A esquerda dos quatro principais países latino-americanos, inclusive Brasil, informa: sai o socialismo, entra "o capitalismo democratizado".
A nova escalação dos princípios da esquerda (leia texto ao lado) surge com a nitidez do texto-base que as mais eminentes personalidades de esquerda e centro-esquerda de Brasil, Argentina, Chile e México começaram ontem a discutir durante a "4ª Reunião de Políticas Alternativas para a América Latina".
O documento-base não inclui uma única vez a palavra "socialismo". Não por falta de espaço: ocupou quase duas páginas na edição de domingo passado do caderno Mais desta Folha.
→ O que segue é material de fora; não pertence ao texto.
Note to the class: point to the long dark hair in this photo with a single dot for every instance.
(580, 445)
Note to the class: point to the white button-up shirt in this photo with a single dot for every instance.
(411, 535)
Seu autor, o filósofo Roberto Mangabeira Unger, professor de direito na universidade norte-americana de Harvard, justifica: "Incluir a palavra socialismo causaria muita confusão, pois seria preciso definir o conteúdo dela".
É verdade que os petistas presentes ao encontro não dão o texto-base como um documento definitivo, até porque ainda terá que sobreviver aos debates de hoje e amanhã.
Mas José Dirceu, presidente nacional do PT, antecipa que as discordâncias do partido em relação ao texto "não são tanto pela ausência da palavra socialismo".
Outro petista destacado, o ex-prefeito de Porto Alegre e "presidenciável" Tarso Genro, diz que os encontros do grupo não se destinam a debater o socialismo, mas "um capitalismo regulado".
A ausência da palavra simbólica não impede Tarso de dizer que o documento, ao propor o "capitalismo regulado", pode exercer "um papel civilizatório e, portanto, representar um avanço".
Privatizações
O documento derruba outro dos dogmas a que a esquerda se apegou no Brasil: não condena as privatizações de empresas estatais.
Luiz Inácio Lula da Silva, o líder histórico do PT, reforça essa tese, embora mantenha sua posição contrária à privatização de setores que considera estratégicos.
FGTS
Tanto reforça que vai propor ao presidente Fernando Henrique Cardoso, em encontro nos próximos dias, que as ações das estatais a serem privatizadas sejam trocadas pelas cotas que todo assalariado com carteira assinada tem no FGTS (Fundo de Garantia do Tempo de Serviço).
Lula acha que os opositores à venda da Vale do Rio Doce erraram duplamente: primeiro, por não terem criado um "clima nacionalista" (ou seja, defender que a privatização, se tivesse que ser feita, beneficiasse um grupo nacional).
E, segundo, ao não apresentarem "proposta alternativa" ao critério adotado pelo governo (como a troca de ações pelas cotas do FGTS).
A aceitação, mesmo que a contragosto, do "capitalismo democratizado" (ou "regulado", como prefere Tarso Genro), ficou simbolizada pela escolha do local do encontro, feita pelos anfitriões (o Partido Socialista chileno).
Os expoentes de esquerda e centro-esquerda estão hospedados no exuberante Marbella Resort, 160 quilômetros ao norte de Santiago, um complexo que oferece tudo o que o capitalismo tem de ponta em lazer: de campo de golfe a pista de equitação.
Despesas pagas
Para acentuar a ironia, as despesas são pagas pela Fundação 21, um centro de estudos criado pelo senador e ex-ministro chileno da Economia Carlos Ominami. Ele começou na política como militante do MIR (Movimento de Esquerda Revolucionária), que adotava a luta armada.
O quarto encontro encerra a fase preliminar dos trabalhos do grupo. Depois, uma equipe menor vai preparar o manifesto final, que conterá as propostas definitivas dos partidos de esquerda e centro-esquerda dos quatro países.
Mangabeira Unger, o coordenador, garante que o manifesto fica pronto em tempo para eventual utilização por parte de uma frente centro-esquerdista nas eleições brasileiras de 1998.